My program is actually the opposite. One of my early inpt psych rotations the nurses told me a patient had a BP of ~165/100 which wasn't all that high for him when I checked. I was going to manage it myself (having just come off 2 months of IM) but they insisted I consult the IM team to get him moved off the unit since systolics>160 aren't supposed to stay on the unit. Asked my attending if he wanted me to place an IM consult and he looked at me and said, "Why? You're a doctor, aren't you?" Have seen this quite a few times on that rotation as we commonly manage BP, DM, and plenty of other non-psych meds for the inpatients. We typically only consult IM if we need a stat consult and most of our residents seem pretty comfortable managing the minor med stuff along with psych, which I appreciate a lot (and so do our other services).
 
A lot of this is going to depend on the individual psych doctor. I have noticed that in general, poor medical knowledge does translate to poor psych knowledge as well. I've also noticed the psychiatrists that didn't know their medicine well, there was also a higher correlation with the type of idiot psychiatrists that prescribed on a whim. E.g. "I prescribed Seroquel cause I can tell the patient's blue and Seroquel's pink." Yes I actually did hear that out of a colleague's mouth, and yes I did ask her what did she mean by that, to which she responded, "psychiatry isn't a science, it's an art." (She also said the patient was "blue" because "I can just sense these things" and no she didn't mean depression. The patient wasn't depressed).

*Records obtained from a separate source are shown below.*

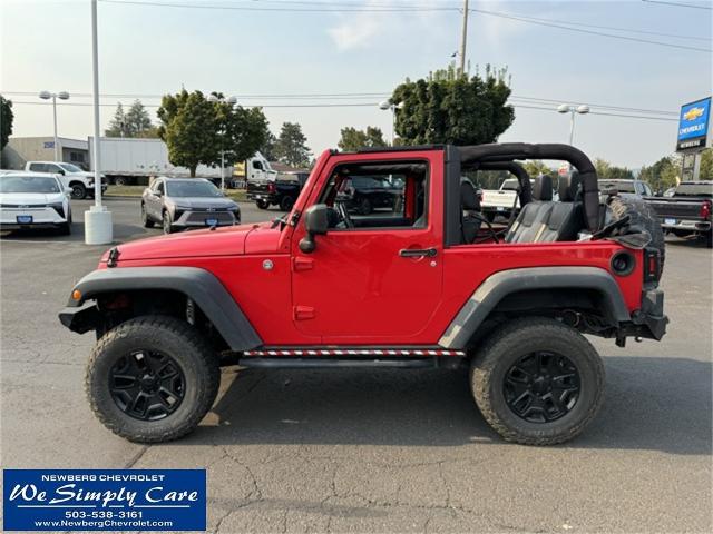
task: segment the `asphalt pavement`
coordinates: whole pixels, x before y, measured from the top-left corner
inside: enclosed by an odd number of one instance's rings
[[[94,343],[57,313],[106,247],[74,234],[0,238],[3,467],[208,473],[212,532],[711,532],[712,258],[667,240],[668,334],[593,338],[603,411],[555,447],[502,442],[455,370],[223,370],[198,431],[141,446],[106,431],[84,394]],[[109,200],[118,241],[157,235]],[[246,222],[267,212],[242,205]]]

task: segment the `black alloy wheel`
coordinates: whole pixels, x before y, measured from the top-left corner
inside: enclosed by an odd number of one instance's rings
[[[180,406],[186,379],[170,356],[138,350],[111,367],[109,389],[117,407],[125,414],[140,421],[158,421]]]
[[[579,397],[579,372],[566,356],[530,353],[505,374],[508,407],[530,423],[549,423],[568,414]]]

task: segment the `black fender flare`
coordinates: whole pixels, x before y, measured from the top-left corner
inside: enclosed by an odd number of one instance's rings
[[[496,273],[478,286],[460,312],[443,332],[438,344],[443,348],[462,350],[506,296],[524,289],[594,289],[607,305],[607,314],[624,323],[632,317],[618,285],[609,273],[597,267],[525,267]]]
[[[232,350],[250,350],[263,342],[228,290],[212,273],[197,267],[120,267],[89,273],[75,285],[81,297],[71,296],[59,319],[71,330],[86,332],[81,315],[97,314],[96,306],[87,306],[102,293],[121,290],[175,290],[191,298],[213,323]]]

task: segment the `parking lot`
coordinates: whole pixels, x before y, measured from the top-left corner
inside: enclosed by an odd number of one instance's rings
[[[115,238],[144,229],[108,200]],[[566,445],[502,442],[453,370],[223,370],[213,412],[179,442],[106,431],[84,394],[94,343],[57,313],[106,247],[71,236],[0,239],[3,467],[206,467],[213,532],[711,532],[712,255],[671,238],[668,334],[593,339],[606,402]],[[243,221],[281,215],[242,204]],[[236,273],[236,276],[240,274]]]

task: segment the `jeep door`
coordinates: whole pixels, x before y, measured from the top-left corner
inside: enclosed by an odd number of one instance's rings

Yes I've seen good psychiatrists use that "psychiatrist is an art" line but because of the above, I cringe when I hear that line even from a good psychiatrist.

It goes to a bottom line. Does the physician actually believe in evidenced-based medicine? Cause heck if you do, you're not going to likely separate good evidenced based IM vs good evidenced based psych especially when we see so much IM in our faces so often.